Salon covers the college Republican convention :

“As conservatives, we don’t hate America,” Erickson told his young audience. “The life of a liberal is hell. It is not possible to have a debate, a discussion, with someone who at their root, at their core, hates everything this country stands for but doesn’t hate it enough to leave.” Erickson was followed by Jack Abramoff, a powerful right-wing lobbyist and former College Republican chairman, who exhorted the next generation to fight hard, lest “the ascension of evil, the bad guys, the Bolsheviks, the Democrats return.” That equation — evil = communist = Democrats — was nearly axiomatic at the convention. Ann Coulter’s latest book, “Treason,” which tarred virtually all Democrats as traitors, may have been denounced by conservative intellectuals, but its message has pervaded the party. Gene McDonald, who sold “No Muslims = No Terrorists” bumper stickers at the Conservative Political Action Conference in January, was doing a brisk trade in “Bring Back the Blacklist” T-shirts, mugs and mouse pads.

Sometimes I wonder if this country has a chance with such unbridgable gulfs between different factions’ pictures of what it should be.

In order to defeat the terrorists, we must become them

The U.S. army, kidnappers :

Col.
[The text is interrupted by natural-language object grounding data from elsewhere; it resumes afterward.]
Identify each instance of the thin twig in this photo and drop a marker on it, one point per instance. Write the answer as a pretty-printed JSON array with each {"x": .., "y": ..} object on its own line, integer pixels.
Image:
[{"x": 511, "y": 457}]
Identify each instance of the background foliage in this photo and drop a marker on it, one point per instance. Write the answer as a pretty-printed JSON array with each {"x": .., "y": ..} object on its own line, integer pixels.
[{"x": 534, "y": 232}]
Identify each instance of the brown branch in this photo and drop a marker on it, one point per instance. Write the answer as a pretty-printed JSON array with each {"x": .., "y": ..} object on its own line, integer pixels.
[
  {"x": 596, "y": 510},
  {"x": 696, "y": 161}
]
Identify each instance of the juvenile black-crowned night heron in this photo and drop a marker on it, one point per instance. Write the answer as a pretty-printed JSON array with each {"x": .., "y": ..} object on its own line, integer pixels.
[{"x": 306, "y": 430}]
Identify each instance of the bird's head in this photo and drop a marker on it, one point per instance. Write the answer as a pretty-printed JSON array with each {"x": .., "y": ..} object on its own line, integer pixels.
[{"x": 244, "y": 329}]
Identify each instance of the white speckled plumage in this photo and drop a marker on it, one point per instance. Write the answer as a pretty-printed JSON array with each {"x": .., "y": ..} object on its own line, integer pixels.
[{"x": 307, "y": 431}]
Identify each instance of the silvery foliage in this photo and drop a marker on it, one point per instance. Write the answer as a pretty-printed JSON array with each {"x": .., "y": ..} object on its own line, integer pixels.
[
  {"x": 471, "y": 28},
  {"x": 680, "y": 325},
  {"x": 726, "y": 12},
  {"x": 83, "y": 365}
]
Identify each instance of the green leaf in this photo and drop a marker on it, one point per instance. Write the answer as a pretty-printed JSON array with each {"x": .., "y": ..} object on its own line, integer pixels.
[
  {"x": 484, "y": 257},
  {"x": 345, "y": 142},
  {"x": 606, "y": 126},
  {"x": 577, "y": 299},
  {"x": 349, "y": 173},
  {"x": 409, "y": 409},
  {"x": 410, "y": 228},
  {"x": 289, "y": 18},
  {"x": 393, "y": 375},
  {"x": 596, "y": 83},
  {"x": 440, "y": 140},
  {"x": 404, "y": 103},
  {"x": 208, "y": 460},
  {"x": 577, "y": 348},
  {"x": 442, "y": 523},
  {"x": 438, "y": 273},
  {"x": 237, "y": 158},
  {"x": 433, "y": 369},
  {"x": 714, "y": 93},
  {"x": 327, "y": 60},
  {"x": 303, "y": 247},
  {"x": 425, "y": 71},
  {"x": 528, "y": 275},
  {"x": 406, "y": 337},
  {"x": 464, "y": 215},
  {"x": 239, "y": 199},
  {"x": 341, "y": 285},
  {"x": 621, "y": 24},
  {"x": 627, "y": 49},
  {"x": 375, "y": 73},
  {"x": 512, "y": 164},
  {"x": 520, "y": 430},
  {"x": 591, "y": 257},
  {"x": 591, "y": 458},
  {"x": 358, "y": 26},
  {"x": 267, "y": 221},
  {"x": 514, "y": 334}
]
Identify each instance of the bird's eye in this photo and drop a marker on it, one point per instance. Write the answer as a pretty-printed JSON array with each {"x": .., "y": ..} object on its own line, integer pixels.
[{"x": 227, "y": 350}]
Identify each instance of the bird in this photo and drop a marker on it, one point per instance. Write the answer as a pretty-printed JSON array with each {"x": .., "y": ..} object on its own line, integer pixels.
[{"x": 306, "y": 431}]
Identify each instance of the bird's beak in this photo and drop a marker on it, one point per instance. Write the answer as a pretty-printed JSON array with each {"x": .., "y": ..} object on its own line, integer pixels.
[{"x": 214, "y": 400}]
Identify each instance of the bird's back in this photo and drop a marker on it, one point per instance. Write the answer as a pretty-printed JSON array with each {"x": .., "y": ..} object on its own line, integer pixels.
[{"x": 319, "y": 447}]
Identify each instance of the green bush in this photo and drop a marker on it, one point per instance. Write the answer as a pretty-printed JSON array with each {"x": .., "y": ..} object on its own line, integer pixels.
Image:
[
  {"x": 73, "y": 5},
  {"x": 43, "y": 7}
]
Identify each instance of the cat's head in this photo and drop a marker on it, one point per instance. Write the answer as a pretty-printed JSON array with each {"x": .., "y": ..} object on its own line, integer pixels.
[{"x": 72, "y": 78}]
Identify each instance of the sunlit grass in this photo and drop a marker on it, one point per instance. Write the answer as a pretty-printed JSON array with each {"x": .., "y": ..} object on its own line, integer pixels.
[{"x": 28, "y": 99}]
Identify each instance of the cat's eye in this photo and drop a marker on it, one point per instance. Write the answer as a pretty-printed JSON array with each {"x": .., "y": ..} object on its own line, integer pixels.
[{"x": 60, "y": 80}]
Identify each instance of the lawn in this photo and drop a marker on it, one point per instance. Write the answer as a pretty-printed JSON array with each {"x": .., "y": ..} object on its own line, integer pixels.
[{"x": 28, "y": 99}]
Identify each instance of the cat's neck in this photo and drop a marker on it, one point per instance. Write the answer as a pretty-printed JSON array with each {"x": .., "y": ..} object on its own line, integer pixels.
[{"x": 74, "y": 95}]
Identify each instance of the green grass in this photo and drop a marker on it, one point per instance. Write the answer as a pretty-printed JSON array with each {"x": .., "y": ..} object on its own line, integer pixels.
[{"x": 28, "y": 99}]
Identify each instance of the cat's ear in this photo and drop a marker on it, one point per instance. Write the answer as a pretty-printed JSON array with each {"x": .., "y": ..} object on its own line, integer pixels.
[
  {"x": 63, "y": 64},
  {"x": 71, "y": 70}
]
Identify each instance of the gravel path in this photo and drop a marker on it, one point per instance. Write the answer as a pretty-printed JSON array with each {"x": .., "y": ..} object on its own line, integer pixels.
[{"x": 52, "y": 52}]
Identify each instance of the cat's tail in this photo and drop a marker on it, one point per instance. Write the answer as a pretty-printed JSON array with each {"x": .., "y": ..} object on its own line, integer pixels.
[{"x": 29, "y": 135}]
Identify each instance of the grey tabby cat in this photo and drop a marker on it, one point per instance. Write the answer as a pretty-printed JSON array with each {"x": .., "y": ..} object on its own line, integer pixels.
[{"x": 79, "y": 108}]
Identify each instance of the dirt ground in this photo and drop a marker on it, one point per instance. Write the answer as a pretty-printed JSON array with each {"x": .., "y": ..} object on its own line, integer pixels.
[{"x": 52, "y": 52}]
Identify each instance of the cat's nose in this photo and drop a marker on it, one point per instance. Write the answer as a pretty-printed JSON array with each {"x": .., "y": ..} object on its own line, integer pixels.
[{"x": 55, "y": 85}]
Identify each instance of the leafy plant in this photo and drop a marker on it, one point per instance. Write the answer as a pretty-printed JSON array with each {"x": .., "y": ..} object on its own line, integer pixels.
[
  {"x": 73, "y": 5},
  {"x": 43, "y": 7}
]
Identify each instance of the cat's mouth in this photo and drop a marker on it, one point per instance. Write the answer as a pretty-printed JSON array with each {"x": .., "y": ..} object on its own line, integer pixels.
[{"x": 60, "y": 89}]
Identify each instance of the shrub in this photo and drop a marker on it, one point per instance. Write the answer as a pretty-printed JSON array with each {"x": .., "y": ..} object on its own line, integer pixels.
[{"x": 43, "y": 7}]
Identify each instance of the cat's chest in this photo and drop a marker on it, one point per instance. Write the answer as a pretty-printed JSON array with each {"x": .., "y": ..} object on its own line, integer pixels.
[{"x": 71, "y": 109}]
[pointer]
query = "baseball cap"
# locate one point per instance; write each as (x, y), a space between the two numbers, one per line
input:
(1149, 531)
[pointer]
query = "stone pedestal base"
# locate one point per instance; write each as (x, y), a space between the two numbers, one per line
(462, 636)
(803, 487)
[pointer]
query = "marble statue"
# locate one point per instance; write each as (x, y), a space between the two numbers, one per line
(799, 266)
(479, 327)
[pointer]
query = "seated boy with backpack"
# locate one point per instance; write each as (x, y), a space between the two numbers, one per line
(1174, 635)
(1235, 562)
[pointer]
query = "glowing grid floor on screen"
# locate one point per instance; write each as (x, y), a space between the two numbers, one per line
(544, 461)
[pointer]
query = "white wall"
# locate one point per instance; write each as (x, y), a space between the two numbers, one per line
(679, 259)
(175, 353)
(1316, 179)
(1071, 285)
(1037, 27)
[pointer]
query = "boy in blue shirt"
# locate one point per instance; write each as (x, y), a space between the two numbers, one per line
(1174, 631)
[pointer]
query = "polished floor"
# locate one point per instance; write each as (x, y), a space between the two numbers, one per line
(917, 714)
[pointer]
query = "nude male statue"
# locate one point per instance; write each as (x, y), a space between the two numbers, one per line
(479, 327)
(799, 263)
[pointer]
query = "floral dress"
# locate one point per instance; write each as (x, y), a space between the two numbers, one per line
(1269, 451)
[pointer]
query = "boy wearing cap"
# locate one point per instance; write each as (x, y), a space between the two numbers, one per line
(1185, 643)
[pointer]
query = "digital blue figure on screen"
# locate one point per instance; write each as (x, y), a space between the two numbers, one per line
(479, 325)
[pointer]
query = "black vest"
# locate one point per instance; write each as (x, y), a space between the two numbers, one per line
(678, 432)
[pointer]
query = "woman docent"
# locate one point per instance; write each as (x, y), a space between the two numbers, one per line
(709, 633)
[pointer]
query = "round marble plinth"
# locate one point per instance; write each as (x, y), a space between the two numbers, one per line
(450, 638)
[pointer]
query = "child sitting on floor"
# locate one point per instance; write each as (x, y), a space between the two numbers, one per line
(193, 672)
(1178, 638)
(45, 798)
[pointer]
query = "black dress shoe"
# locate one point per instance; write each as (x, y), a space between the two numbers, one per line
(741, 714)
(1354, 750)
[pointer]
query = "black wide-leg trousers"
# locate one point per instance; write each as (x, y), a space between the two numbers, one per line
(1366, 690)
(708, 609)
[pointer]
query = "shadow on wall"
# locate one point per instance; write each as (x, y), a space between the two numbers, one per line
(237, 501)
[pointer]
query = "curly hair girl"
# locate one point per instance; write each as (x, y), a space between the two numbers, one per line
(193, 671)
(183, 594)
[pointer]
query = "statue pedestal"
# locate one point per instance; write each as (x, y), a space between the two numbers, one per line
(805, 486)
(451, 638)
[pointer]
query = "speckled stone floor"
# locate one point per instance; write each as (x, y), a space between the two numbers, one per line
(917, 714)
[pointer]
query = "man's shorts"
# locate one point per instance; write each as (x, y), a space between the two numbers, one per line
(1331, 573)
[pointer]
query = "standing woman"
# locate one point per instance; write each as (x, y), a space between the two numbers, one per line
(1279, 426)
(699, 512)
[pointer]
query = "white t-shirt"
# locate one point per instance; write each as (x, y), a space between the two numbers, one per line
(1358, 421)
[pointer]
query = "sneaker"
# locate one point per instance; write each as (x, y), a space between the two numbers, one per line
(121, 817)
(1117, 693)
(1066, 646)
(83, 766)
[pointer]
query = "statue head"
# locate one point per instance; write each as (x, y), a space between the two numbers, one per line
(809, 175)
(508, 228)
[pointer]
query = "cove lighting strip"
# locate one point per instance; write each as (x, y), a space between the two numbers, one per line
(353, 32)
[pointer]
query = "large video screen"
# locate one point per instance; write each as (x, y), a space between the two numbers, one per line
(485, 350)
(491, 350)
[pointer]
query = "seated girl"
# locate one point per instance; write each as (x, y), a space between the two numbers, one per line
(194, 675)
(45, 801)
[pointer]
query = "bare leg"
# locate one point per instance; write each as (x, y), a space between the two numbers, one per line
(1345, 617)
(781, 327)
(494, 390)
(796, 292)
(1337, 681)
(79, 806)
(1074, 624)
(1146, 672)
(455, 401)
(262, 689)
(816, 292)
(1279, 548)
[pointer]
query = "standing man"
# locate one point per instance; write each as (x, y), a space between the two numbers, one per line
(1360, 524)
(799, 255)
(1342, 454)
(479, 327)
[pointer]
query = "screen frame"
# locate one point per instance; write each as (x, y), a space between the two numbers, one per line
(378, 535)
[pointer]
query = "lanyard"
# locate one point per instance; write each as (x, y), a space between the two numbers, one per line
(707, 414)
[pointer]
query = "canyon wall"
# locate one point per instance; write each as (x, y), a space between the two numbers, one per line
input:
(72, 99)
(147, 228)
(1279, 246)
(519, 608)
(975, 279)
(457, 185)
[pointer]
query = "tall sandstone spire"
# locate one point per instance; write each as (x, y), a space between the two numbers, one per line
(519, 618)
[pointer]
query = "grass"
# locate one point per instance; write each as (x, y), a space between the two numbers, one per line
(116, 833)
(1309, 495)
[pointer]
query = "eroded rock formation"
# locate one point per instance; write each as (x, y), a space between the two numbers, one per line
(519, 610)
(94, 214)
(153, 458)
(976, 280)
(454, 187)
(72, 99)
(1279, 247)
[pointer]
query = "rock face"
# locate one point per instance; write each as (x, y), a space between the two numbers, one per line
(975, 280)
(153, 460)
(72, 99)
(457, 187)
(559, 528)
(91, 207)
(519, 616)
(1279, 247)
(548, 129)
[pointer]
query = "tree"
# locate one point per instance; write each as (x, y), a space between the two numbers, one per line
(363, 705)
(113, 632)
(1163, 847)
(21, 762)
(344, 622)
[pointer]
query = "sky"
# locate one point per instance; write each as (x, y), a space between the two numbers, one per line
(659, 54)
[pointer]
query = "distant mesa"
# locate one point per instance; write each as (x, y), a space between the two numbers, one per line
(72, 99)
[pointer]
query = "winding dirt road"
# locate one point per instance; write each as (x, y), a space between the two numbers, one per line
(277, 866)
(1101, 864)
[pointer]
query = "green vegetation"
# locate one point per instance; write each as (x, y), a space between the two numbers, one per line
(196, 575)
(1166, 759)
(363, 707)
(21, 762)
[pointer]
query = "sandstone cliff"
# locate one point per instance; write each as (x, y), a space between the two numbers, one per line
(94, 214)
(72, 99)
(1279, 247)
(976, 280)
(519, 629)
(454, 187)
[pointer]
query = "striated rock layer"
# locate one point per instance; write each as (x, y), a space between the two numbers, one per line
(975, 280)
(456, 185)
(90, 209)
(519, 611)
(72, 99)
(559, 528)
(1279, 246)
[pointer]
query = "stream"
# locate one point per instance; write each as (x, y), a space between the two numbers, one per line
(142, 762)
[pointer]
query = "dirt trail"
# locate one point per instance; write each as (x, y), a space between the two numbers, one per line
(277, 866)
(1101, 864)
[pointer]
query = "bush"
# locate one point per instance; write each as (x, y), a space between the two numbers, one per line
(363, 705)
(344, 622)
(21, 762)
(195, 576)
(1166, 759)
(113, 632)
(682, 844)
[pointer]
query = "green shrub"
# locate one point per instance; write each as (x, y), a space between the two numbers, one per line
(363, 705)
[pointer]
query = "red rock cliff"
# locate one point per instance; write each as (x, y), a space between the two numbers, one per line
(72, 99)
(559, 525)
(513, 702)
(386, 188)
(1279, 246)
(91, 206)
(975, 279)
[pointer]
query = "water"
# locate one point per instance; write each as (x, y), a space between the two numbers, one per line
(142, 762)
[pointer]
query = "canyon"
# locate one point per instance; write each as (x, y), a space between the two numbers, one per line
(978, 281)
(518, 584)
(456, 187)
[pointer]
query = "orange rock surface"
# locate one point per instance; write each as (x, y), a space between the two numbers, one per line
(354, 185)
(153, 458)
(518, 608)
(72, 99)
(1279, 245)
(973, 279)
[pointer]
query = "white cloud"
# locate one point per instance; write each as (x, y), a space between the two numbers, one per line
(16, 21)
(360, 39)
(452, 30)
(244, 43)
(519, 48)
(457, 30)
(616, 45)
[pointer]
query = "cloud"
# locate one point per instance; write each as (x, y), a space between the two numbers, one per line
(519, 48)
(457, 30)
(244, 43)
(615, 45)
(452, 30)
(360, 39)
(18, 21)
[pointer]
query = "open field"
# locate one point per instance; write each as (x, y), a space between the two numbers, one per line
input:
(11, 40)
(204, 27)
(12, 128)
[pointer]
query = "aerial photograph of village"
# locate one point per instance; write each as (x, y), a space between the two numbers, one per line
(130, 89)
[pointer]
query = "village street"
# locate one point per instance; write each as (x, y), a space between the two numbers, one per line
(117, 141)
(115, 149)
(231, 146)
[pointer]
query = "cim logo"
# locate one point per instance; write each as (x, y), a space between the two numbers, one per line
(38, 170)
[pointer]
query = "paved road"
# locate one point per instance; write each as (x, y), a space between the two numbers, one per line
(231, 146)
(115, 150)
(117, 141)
David Hogg, commander of the 2nd Brigade of the 4th Infantry Division, said tougher methods are being used to gather the intelligence. On Wednesday night, he said, his troops picked up the wife and daughter of an Iraqi lieutenant general. They left a note: “If you want your family released, turn yourself in.” Such tactics are justified, he said, because, “It’s an intelligence operation with detainees, and these people have info.” They would have been released in due course, he added later. The tactic worked. On Friday, Hogg said, the lieutenant general appeared at the front gate of the U.S. base and surrendered.

Oh, the irony

Doh!

Global warming, which most climate experts blame mainly on large-scale burning of oil and other fossil fuels, is interfering with efforts in Alaska to discover yet more oil.

There is nothing I could possibly add.